I read about the French teacher in Latvia whose astral projection picked flowers while she was teaching irregular verbs in the classroom.
I read about the brother-in-law’s ghost spelling the word F-O-R-E-V-E-R in the sand.
But this is where it all came together: Mahony relates how when Maeterlinck and his lover Georgette LeBlanc lived at the Abbey of St Wandrille, they encountered the ghost of a monk Bernard who had died in 1693, and how they discovered his bones inside a secret room. (That’s the “factual fantasy”.)
It so happens that I had read about Maeterlinck’s stay in that monastery when I was reading his Life of the Bee.
[Saints will now be mentioned, but very little.It is really just one saint, and more about architecture.] Saint Wandrille or Wandregisilus (d. 668) was born near Verdun and from his earliest years was determined to be a monk. However, to please his parents he married, but went to on to have a chaste marriage. (Depending on the version: it is also said that Wandrille and his bride were the parents of St Landrada, which implies they were not entirely chaste.) The bride is heard from no more, and Wandrille went into a monastery. Around 657 he built the Abbey and a basilica in the Carolingian style. The church burned to the ground in 756 but was later rebuilt in another style. In the 9th century the abbey was the frequent target of Viking raids, and was burned again. This time the monks grabbed St Wandrille’s bones and fled the flames. The church and abbey were restored in the 10th century and proceeded to have several good centuries; it was the heyday of monasteries. One of the many privileges afforded to the good monks was an exemption from river tolls on the Seine.
Then, in 1631, the central tower fell with no warning and crushed large sections of the abbey. During the Revolution the abbey was suppressed, and sold for auction in 1791. Several more bad years followed when it was used as a factory. But then George Stacpoole, a quirky Irishman hoping to ingratiate himself with the pope, bought the abbey and lived there until 1896. On his death, he gave the property to the French Benedictines, but they were expelled by the French government in 1901 and had to seek exile in Belgium. Then – and this is the time that especially concerns us – Maurice Maeterlinck rented the abbey from 1907 to 1914, and lived there with his lover Georgette LeBlanc.** According to Mahony they entertained lavishly and rehearsed many of his plays. This is Georgette when she is not dressed as a nun.
Mahony does not mention Maurice and Georgette dressing up as monks and nuns and roller-skating through the vast courtyards and cloisters and halls of St Wandrille.
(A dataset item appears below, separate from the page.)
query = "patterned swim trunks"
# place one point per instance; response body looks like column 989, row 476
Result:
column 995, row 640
Nor does he mention Maeterlinck’s bees.
In 1931 the Benedictines got the monastery back and they are still there, praying in silence and being hospitable to visitors, but given the history of the abbey, we hope that the monks have a plan B.
This block of 1951 stamps of St Wandrille Abbey sold on eBay for $13.00 on the last day of last year.
*Not to be confused with Patrick Leigh Fermor’s A Time to Keep Silence, in which he describes his stay with the monks of St Wandrille Abbey.
**I can highly recommend Georgette’s memoir, Souvenirs: My Life with Maeterlinck, in which she recounts how she stalked and seduced and landed Maeterlinck as her lover.